While Kirstie’s scarlet kerchiefed head was still pressed upon her milker’s flank, and while Miranda was just beginning to draw off the rich “strippings” into a tin cup, Dave completed his task. His pail—he had milked the strippings in along with the rest—was foaming creamily to the brim. He arose and vaunted himself. “Some day, when I’ve got lots of time,” he drawled, “I’ll l’arn you two how to milk.”

“You needn’t think you’re done already,” retorted Miranda, without looking up. “I’ll get a quart more out of old Whitey, soon as I’m through here.”

But Kirstie came over and looked at the pail. “No, you won’t, Miranda, not this time,” she exclaimed. “Dave’s beaten us, sure. Old Whitey never gave us a fuller pail in her life. Dave, you can milk. You go and milk Michael over there, the black-an’-white one, for me. I’ll leave you and Miranda, if you won’t fall out, to finish up here, while I go and get an extra good supper for you, so’s you’ll come again soon. I know you men keep your hearts in your stomachs, just where we women know how to reach them easy. Where’d we have been if the Lord hadn’t made us cooks!”

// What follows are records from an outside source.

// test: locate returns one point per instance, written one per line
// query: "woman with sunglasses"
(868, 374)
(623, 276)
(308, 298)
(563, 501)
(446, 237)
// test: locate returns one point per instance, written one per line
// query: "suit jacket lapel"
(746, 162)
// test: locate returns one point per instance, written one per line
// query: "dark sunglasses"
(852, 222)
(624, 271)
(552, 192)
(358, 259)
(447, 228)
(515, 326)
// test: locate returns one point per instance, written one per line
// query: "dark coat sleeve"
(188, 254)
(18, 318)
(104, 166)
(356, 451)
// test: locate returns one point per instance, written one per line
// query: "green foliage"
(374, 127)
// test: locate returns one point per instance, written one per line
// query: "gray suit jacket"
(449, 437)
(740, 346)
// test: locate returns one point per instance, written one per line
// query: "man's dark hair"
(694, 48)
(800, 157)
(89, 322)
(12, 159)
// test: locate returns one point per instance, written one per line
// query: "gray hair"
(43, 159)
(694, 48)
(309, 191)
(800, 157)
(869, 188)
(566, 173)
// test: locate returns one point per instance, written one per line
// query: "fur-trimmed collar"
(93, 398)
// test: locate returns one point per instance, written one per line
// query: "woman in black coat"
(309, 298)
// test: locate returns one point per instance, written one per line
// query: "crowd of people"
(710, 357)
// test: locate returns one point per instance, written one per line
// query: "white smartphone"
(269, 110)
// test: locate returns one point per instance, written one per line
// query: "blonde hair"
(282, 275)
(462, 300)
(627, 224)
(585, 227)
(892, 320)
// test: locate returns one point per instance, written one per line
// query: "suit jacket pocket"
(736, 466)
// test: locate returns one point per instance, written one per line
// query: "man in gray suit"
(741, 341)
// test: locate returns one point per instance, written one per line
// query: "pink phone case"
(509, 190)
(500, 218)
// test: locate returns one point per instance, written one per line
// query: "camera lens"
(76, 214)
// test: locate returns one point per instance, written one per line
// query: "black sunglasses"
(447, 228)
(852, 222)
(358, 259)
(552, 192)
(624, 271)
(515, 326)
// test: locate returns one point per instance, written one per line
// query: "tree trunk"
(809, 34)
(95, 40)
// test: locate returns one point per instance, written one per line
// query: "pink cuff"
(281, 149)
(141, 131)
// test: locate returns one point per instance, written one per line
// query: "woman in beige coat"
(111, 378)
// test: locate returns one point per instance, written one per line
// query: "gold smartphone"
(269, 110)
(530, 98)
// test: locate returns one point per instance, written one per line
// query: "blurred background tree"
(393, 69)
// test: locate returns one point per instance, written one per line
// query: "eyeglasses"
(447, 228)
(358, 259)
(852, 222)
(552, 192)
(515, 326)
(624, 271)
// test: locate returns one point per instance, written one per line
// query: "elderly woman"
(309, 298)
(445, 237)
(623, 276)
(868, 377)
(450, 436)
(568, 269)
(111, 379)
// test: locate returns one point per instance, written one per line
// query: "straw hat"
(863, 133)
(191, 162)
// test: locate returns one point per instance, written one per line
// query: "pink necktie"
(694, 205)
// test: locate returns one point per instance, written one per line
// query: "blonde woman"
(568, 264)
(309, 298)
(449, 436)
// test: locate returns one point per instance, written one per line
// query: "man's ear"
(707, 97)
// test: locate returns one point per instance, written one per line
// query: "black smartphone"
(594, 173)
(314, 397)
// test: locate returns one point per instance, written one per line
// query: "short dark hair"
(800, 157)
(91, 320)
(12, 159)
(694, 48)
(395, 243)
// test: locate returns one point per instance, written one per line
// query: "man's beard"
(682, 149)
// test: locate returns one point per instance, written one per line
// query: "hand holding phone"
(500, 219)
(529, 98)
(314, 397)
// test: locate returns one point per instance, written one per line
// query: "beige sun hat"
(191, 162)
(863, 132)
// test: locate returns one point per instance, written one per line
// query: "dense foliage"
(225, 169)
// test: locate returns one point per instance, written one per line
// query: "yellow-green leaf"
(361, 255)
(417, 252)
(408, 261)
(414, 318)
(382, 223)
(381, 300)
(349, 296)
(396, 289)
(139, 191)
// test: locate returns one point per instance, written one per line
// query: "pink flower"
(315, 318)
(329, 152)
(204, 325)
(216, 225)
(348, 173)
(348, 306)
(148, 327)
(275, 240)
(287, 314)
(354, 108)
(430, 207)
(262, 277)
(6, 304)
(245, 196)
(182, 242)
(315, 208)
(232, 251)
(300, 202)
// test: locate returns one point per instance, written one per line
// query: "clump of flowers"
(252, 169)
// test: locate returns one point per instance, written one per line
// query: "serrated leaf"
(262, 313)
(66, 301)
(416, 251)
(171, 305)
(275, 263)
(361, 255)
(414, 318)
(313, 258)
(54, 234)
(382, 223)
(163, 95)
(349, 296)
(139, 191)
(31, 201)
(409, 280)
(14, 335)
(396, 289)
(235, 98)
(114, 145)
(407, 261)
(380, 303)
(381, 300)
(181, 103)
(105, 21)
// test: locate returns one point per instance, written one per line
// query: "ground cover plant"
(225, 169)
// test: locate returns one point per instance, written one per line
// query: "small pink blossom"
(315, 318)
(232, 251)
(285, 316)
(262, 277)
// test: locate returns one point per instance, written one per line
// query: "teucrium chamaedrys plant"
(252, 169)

Such unwonted pleasantry on the part of her sombre mother proved to Miranda that Dave was much in her graces, and she felt moved to a greater austerity in order that she might keep the balance true. Throughout the rest of the milking, she answered all Dave’s attempts at conversation with briefest yes or no, and presently reduced him to a discouraged silence. During supper,—which consisted of fresh trout fried in corn meal, and golden hot johnny-cake with red molasses, and eggs fried with tomatoes, and sweet curds with clotted cream, all in a perfection to justify Kirstie’s promise,—Miranda relented a little, and talked freely. But Dave had been too much subdued to readily regain his cheer. It was his tongue now that knew but yes and no. Confronted by this result of her unkindness, Miranda’s sympathetic heart softened. Turning in her seat to slip a piece of johnny-cake, drenched in molasses, into the expectant mouth of Kroof who sat up beside her, she spoke to Dave in a tone whose sweetness thrilled him to the finger-tips. The instinct of coquetry, native and not unknown to the furtive folk themselves, was beginning to stir within Miranda’s untaught heart.